Cashton Record - An Independent Wisconsin Newspaper... Serving The Cashton Area For Over 120 Years!

Fanning Files

 

December 8, 2021



By Me

As a little break for the season… I’ve provided a few Christmas facts that I had never heard of until I came upon this Good Housekeeping article with some interesting facts Enjoy!

The Dutch gave us the idea to leave cookies and milk… If your kids leave Santa a little snack to keep him sated on your journey, thank the Dutch. On St. Nicholas’ feast day on Dec. 6, Dutch children leave him food and drink to be exchanged for gifts overnight.

Coca-Cola played a part in Santa’s image… Before Coca-Cola decided to use his image for advertising, Santa’s looks tended more spooky than jolly. Then, in 1931, the beverage company hired an illustrator named Haddon Sundblom to depict the jolly old elf for magazine ads. Now, kids see visions of sugarplums instead of having Santa-themed nightmares.

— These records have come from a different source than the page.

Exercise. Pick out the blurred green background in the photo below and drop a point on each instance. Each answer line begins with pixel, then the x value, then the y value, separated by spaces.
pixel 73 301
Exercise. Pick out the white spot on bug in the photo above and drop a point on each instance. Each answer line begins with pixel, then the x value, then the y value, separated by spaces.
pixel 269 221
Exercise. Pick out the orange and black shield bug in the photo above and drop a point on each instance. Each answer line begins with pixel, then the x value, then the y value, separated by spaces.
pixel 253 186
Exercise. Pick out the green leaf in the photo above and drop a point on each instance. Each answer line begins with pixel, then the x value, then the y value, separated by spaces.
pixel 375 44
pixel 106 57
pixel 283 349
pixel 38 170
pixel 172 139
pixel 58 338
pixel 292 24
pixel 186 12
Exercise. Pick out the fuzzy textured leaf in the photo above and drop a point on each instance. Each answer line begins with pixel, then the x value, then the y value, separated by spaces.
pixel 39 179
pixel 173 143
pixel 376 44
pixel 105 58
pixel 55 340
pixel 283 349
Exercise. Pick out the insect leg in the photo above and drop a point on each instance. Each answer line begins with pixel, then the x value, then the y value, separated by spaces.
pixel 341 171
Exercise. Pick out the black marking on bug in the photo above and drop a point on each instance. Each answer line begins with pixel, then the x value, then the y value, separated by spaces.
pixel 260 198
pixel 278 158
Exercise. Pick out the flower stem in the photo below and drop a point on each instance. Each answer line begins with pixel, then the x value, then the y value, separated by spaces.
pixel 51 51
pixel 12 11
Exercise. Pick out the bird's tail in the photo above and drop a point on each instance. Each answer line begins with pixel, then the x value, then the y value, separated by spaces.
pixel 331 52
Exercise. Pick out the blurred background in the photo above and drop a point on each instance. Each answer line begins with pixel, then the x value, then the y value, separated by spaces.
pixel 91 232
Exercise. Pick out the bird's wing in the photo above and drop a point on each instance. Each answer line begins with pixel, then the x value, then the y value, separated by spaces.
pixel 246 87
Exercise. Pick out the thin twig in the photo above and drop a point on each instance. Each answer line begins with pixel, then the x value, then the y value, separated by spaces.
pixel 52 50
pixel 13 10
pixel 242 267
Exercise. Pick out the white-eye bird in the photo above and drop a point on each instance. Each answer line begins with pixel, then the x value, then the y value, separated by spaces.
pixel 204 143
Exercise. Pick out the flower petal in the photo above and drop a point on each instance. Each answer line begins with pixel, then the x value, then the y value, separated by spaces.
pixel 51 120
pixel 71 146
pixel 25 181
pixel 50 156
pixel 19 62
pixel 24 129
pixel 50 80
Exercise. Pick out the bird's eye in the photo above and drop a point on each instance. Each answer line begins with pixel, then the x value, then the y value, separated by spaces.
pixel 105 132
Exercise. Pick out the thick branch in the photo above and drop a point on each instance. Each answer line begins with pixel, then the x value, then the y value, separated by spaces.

Hanging stockings started by accident… Legend has it, we hang stockings by the chimney with care thanks to a poor man who didn’t have enough money for his three daughters’ dowries. Generous old St. Nick dropped a bag of gold down their chimney one night after the girls had hung their freshly-washed stockings there to dry. That’s where the gold ended up, and the tradition stuck.

Rudolph was a marketing ploy… Rudolph the Red-Nosed Reindeer first appeared in 1939 when the Montgomery Ward department store asked one of its copywriters to create a Christmas story for kids that the store could distribute as a promotion. The adorable movie featuring the island of misfit toys and Herbie the elf hit the airwaves (and our hearts) in 1964.

“Jingle Bells” was originally a Thanksgiving song… Turns out, we first started dashing through the snow for an entirely different holiday. James Lord Pierpont wrote the song called “One Horse Open Sleigh” for his church’s Thanksgiving concert in the mid-19th Century. Then in 1857, the song was re-released under the title we all know and love. Today, it’s still among the most popular Christmas songs.

Silent Night is the most recorded song… We all know the same few handfuls of Christmas songs play at stores and on the radio in a loop all season long. But one of them has been adapted more than others. Silent Night ears that title, as the most-recorded Christmas song in history. It’s had more than 733 different versions copyrighted since 1978.

Celebrating Christmas used to be illegal… From 1659–1681, anyone caught making merry in the colonies would face a fine for celebrating. By the Revolutionary War, the day had so little significance that Congress even held their first session on December 25, 1789. Christmas wasn’t even proclaimed a federal holiday for almost another century, proving that the Grinch’s attitude toward the holiday was alive and well long before he was.

Mistletoe is an aphrodisiac… The holiday decoration isn’t just pretty. It’s also an ancient symbol of fertility and virility — and the Druids considered it an aphrodisiac. So the next time someone cracks a joke about meeting you under the mistletoe, consider yourself warned.

Mistletoe’s name isn’t as sweet… On the other hand, mistletoe’s name might not give you quite as many warm feelings. Mistle thrush birds eat the plant’s berries, digest the seed, and then help the plant germinate with their droppings. The Germanic word for mistletoe literally means “dung on a twig.” Romantic, right?